At the meeting on Sunday, military leaders falsely claimed victory against Israel and the United States, which launched military strikes on Iran’s three most important nuclear sites shortly after “Operation Rising Lion,” praising the IRGC terrorist organization as “the factor behind the enemy’s defeat and the guarantor of Iran’s independence, national security, territorial integrity, and the protection of the ideals of the Islamic Revolution.”
“The great victories and remarkable achievements of the Armed Forces, particularly the IRGC and the Basij, prove that the strategy of active deterrence and delivering powerful, brave, and crushing responses to threats is effective,” Chief of Staff of the Iranian Armed Forces, Major General Abdolrahim Mousavi, was quoted as saying.
The Security Council snapback sanctions represent a major diplomatic defeat for Iran after intense lobbying of the relevant countries at the General Assembly last week. Iran sent its president, Masoud Pezeshkian, to address the General Assembly and hold meetings with relevant leaders to discourage restoring the sanctions.
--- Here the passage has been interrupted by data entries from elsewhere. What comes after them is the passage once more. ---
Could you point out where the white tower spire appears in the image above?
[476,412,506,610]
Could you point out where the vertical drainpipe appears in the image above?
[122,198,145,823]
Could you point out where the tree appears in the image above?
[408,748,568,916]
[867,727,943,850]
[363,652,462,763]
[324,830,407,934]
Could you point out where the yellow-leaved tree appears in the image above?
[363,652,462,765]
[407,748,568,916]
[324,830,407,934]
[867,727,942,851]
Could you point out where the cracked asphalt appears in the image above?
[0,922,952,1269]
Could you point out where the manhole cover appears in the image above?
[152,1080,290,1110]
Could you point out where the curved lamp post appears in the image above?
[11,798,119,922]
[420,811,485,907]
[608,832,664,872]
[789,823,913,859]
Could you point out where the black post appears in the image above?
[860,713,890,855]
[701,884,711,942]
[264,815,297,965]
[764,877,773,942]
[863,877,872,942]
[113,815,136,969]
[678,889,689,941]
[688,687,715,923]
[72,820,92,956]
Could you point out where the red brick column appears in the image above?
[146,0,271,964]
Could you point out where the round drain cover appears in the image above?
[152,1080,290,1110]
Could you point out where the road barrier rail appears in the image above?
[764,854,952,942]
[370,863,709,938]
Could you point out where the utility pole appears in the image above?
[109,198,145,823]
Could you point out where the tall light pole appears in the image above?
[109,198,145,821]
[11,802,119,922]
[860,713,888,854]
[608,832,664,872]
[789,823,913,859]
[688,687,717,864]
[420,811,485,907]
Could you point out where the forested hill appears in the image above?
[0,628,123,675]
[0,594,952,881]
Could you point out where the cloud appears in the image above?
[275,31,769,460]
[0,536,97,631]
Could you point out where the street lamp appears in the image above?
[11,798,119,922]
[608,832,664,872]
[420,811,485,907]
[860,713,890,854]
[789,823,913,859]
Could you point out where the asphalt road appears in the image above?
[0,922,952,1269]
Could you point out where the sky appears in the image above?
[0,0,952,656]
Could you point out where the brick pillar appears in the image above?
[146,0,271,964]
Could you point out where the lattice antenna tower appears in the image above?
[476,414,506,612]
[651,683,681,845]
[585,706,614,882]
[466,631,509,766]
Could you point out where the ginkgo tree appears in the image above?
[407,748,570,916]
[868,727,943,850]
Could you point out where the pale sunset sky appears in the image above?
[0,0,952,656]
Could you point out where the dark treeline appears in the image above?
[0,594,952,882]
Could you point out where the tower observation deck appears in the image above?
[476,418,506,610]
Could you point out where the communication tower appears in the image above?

Pezeshkian argued that implementing the sanctions would render the JCPOA “meaningless” as it would hold Iran accountable for violating the deal.
“We welcome diplomatic talks to resolve the [nuclear] issue, but naturally, if the snapback is activated, dialogue will no longer be meaningful,” Pezeshkian said about the sanctions an interview.
Rafael Grossi, the IAEA director-general, has complained over the past year that the absence of material consequences for Iran’s violations of the agreement render it largely non-existent.
“Nobody applies it, nobody follows it. There have been attempts to revive it here in Vienna. But unfortunately, although they were relatively close to success, they failed for reasons unknown to me, because I was not involved in the process,” Grossi lamented in June 2024, stating the deal “exists only on paper and means nothing.”